数年前、病院で「患者さん」を「患者さま」と表現する動きが活発化した事がありました。残念ながら医師は「敷居が高い」「偉そう」などの印象を与えてしまう例が見受けられた為、顧客満足の為に改善を図ろうという取り組みであった様ですが、多くの場合は浸透せずに元の「患者さん」という表現に戻っている様ですね。

ニーズをリサーチせずプロダクトアウトの発信をしてしまった例とも言えますが、医師と同じく"先生"と呼称される事の多い職業である士業は、果たしてどうでしょうか。

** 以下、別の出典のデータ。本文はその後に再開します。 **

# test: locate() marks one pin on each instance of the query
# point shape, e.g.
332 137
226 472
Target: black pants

いわゆる"先生業"は業務の性質としてクライアントに「頼りない」という印象を与えてしまうと成立しないという側面があります。コンサルタントなどにも当てはまりますね。過度にへりくだる事は適切ではありませんが、かといって前時代的にふんぞりかえっていては決してクライアントの信頼を得る事はできないでしょう。偉人や成功者には、その低姿勢ぶりを驚かれたという逸話を持つ人も多く、成熟した文化人はおごり高ぶらない品性を備えているという事でもありますので、そういった当たり前の振る舞いもできない様な人は仕事も出来ないだろうと評価されても仕方がないと言えます。

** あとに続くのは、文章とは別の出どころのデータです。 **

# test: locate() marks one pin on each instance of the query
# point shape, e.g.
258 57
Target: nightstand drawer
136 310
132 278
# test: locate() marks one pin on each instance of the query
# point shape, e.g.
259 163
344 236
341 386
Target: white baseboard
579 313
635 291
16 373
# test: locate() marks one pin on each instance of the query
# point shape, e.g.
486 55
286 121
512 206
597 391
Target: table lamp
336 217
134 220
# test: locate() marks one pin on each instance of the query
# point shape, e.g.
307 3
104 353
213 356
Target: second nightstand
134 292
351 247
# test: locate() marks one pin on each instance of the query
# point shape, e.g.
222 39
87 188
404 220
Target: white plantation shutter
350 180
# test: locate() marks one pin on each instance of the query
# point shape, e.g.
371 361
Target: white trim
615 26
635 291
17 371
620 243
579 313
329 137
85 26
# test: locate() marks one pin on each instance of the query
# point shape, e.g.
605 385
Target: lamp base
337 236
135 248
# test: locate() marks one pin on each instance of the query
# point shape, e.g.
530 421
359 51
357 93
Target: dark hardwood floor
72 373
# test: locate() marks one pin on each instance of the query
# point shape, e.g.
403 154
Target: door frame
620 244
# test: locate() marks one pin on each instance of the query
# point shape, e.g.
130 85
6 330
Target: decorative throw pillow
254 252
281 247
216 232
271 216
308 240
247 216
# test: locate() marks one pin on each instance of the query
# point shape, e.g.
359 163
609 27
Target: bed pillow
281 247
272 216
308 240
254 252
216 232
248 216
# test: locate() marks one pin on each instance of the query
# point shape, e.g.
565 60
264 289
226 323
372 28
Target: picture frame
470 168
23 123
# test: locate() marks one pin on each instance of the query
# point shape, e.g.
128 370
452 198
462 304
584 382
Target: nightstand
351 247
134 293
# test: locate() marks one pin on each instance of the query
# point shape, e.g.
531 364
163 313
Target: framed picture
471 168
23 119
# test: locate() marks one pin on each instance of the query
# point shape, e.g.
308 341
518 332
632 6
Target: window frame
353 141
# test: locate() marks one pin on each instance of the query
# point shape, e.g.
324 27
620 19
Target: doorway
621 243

威圧感を与える事で尊敬を得ようとする振る舞いは、実力不足をカバーしようとする行為にも見えますので、かえって逆効果になる事もありますよね。真に"先生"として信頼を得る為には呼び方など表面的なものに目を向けるのではなく、お互いに尊重し合い心地よいと感じられる関係を築く為の「ホスピタリティ精神」が欠かせないのです。

また、高度で専門的な分野になるほど、依頼する側が専門家の業務対応レベルに見当をつける事は難しくなる為、比較要素として接客応対や人柄などが重要視される傾向が見られ、ホスピタリティレベルを高める事は競合に対する強力な武器を手に入れる事であるとも言えるでしょう。

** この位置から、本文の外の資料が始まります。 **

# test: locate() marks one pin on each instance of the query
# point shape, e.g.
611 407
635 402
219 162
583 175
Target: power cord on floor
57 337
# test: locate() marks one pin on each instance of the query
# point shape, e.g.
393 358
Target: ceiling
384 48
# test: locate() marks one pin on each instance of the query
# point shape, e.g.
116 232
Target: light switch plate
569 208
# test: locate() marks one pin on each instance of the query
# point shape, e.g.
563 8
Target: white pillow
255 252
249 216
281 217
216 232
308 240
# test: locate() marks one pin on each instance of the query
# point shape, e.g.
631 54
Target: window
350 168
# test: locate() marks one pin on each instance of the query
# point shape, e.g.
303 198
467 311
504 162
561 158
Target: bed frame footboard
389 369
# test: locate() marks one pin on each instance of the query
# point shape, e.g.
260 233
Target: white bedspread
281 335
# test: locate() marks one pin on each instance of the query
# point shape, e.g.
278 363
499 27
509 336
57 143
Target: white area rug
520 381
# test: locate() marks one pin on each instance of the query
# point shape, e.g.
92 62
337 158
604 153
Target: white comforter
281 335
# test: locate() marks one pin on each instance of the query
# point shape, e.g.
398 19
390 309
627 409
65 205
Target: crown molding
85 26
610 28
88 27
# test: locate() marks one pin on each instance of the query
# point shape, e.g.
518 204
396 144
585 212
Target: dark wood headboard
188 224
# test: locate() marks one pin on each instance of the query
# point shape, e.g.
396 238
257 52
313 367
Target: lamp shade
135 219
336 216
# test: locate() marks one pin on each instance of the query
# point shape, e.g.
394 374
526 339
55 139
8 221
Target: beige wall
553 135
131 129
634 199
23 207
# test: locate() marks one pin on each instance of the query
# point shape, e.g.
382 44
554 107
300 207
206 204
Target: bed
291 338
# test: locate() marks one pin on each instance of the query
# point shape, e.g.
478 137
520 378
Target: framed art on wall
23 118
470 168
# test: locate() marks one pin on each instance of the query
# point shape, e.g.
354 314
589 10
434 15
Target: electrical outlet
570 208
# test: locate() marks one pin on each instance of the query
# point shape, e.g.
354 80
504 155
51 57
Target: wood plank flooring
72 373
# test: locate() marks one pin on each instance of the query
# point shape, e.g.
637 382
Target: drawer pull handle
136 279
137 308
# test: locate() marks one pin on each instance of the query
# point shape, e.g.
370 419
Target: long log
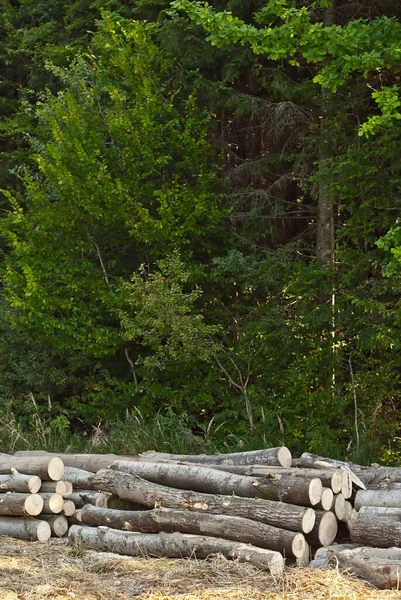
295 490
19 482
391 498
325 529
25 529
19 505
58 524
375 526
46 468
269 456
137 490
89 497
174 545
222 526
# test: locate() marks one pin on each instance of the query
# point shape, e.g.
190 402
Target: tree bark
174 545
46 468
25 529
18 482
222 526
19 505
288 489
375 526
58 524
270 456
325 530
134 489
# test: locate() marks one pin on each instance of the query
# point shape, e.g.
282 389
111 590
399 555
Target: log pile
259 506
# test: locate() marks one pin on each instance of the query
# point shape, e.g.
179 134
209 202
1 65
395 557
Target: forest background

もちろん、丁寧に対応する事そのものが圧倒的なクオリティであれば、それ自体が商品価値を持ちます。オンラインでの調べものによく利用される「よくあるご質問」でいくら検索しても見つからない、チャットボットの対応では解決しない問題だったなど、対人対応ならではの効果が求められている場合には、より価値を感じて喜んで頂ける筈です。

相手にどの様な印象を与えているのか、自分では案外気がつかないものですので、折々に振る舞いを省みる習慣をつけておくとクライアントの為にも自分の為にも有益かと思います。